Посреди мрачноватого великолепия этой танталовой жажды публика кажется лишней. Она больше сокрушена и потеряна, нежели очарована. Она неуютно себя ощущает рядом с громадами, ибо смущенно догадывается об их почти что нечеловеческом происхождении. Эти камни, сознает она чуть поеживаясь, порождены некой фундаментальной иноприродностью Стоуна, и кажется, что он хочет ее выпятить и утвердить в мире обыденных измерений. Нате вам, говорит он, вот я каков. Вы только взгляните на эту могучую, генетически чуждую вам яйцекладку с желтками в растворе для прочности. Между мною и вами граница, те самые Двери, в которые не войти посторонним, статистам, массовке. Но чуть более вдумчивый променад по периметру странных строений убеждает, что нет у него за душой ни хвастливых программ, ни явных поползновений, ни отчетливых деклараций. А только угрюмая и фатальная приговоренность к своему циклопизму, к тому, чтобы до скончанья веков рабски не вылезать из-под глыб Вавилона, Баальбека, Луксора.
К творчеству такого склада этика неприменима. Не потому, что ему «все дозволено». Просто это явление органического, натурального типа, как рост дерева, прыжок зверя или цунами. Но и структура его, так сказать, неэтична, ибо этика персональна, а тут — нашествие больших чисел, бескризисность непрерывного производства. После этапного «Сальвадора» — всего-то лет десять прошло с небольшим — он отгрохал десять длиннейших, изнурительно-трудных картин, каждая из которых становилась событием. Столь же впечатляющий, сколь и неровный кинематограф, с типично американскими изъянами вкуса и назойливым тяготением к демократическому правдолюбию. Но меня устрашает иное: где он взял силы и как он все это успел? Вопрос неприличный, еще больше — бесплодный, ибо с тем же успехом его можно адресовать и Эмилю Золя, который и прежде не удостаивал любопытных письменным объяснением.

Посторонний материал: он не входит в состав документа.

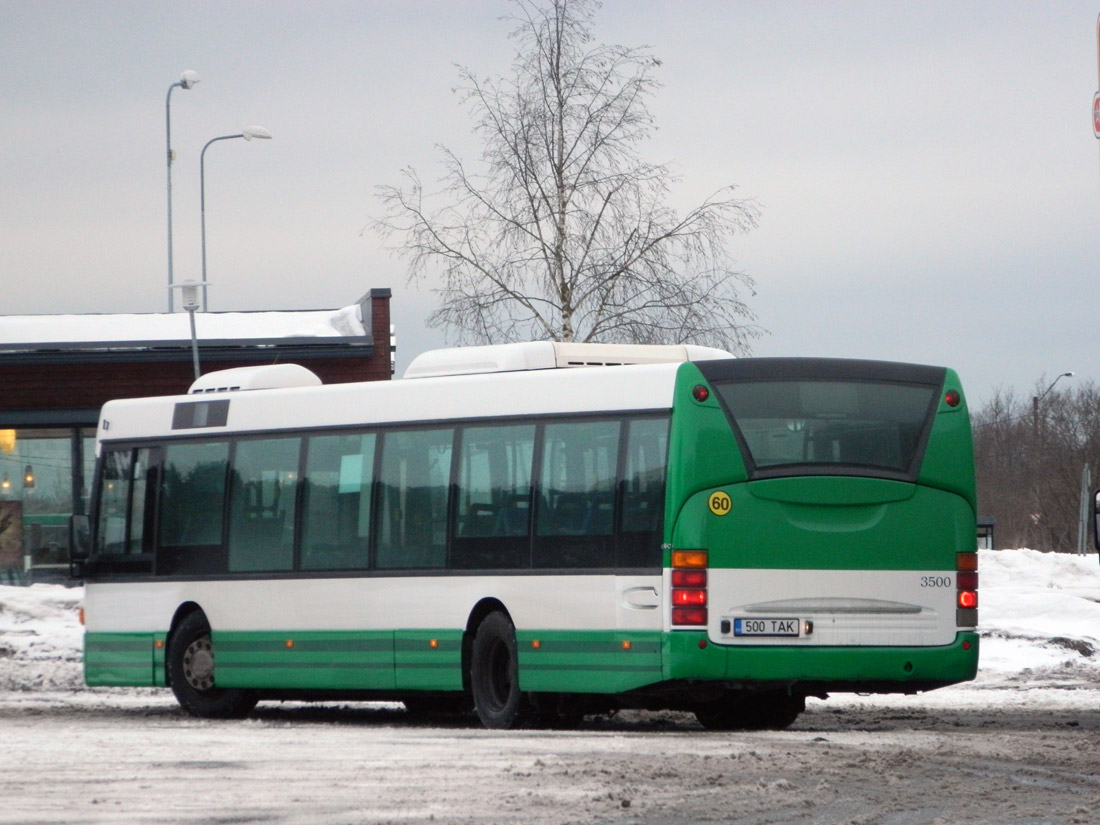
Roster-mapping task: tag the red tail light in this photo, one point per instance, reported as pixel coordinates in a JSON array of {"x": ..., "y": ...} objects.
[
  {"x": 966, "y": 585},
  {"x": 968, "y": 600},
  {"x": 689, "y": 616},
  {"x": 689, "y": 587}
]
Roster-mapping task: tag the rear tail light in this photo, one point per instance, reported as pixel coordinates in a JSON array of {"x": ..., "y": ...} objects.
[
  {"x": 966, "y": 586},
  {"x": 689, "y": 587}
]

И можно понять почему: честный, небоязливый ответ повергает нас в такие беспросветные бездны мистического ужаса, что их следовало бы навсегда засекретить, выставив неподкупную стражу возле семижды семи печатей. Тем не менее настала пора разгласить, ведь я никому не давал ни подписки, ни устного обязательства.
Рискую заявить несуразное, но другим толкованием не располагаю: я однажды по сходному поводу боязливо обмолвился и теперь, но уже напрямик, повторю — дело в принципиально ином, куда более гармоничном анатомическом устроении организма. То есть в ином буквально, без никаких аллегорий. В момент вскрытия эта страшная тайна становится явной, но патологоанатомы, подчиняясь указаниям свыше, ее охраняют от взоров основного сообщества, дабы избежать беспорядков и обвала несущих конструкций. Все разговоры о неравенстве расовом бледнеют перед этой угрозой. Или лучше выскажем так, объединив два крамольных, запрещенных политкорректностью мнения: среди нас живет и себя беззастенчиво проявляет крохотная раса анатомически нам несозвучных богов и героев. У нее другой, послушный воле метаболизм, другая ориентация в пространстве и времени, которые они научились сжимать и растягивать, подкладывать под себя, как подушку, или набрасывать сверху, как одеяло. Художники стоуновского миродержавного извода составляют ядро этой расы (о политиках сходного склада — как-нибудь в другой раз, но случай типологически близкий, они в тех же непостижимых рядах). Потому что иначе нет аргументов, иначе ничего нельзя объяснить. Вот хоть эту невосприимчивость к утомлению. И как следствие — безостановочный выброс продукции, которая обыкновенно не опускается ниже только ими различимой зарубки на каком-то волшебном, опять-таки миру невидимом идолище, покровителе их нечеловечьих усилий. Это блаженное неведение «творческих кризисов». И отнюдь не блаженная, а напротив, заставляющая предположить нечистый сговор способность к единовременному совмещенью занятий. Короче, перед нами своего рода новое тело, неподсудное конвейеру и быту. А возможно, отголосок и отблеск, рецидивный аппендикс утопической или взаправду бывшей, но утраченной телесности, после чего и возникла тысячелетняя грусть о погибших возможностях, и столь понятная ненависть к «человеческому», и желание вновь уподобить свое естество темному, невозвратному, летающему совершенству, память о коем по-прежнему проникает в сон или в текст.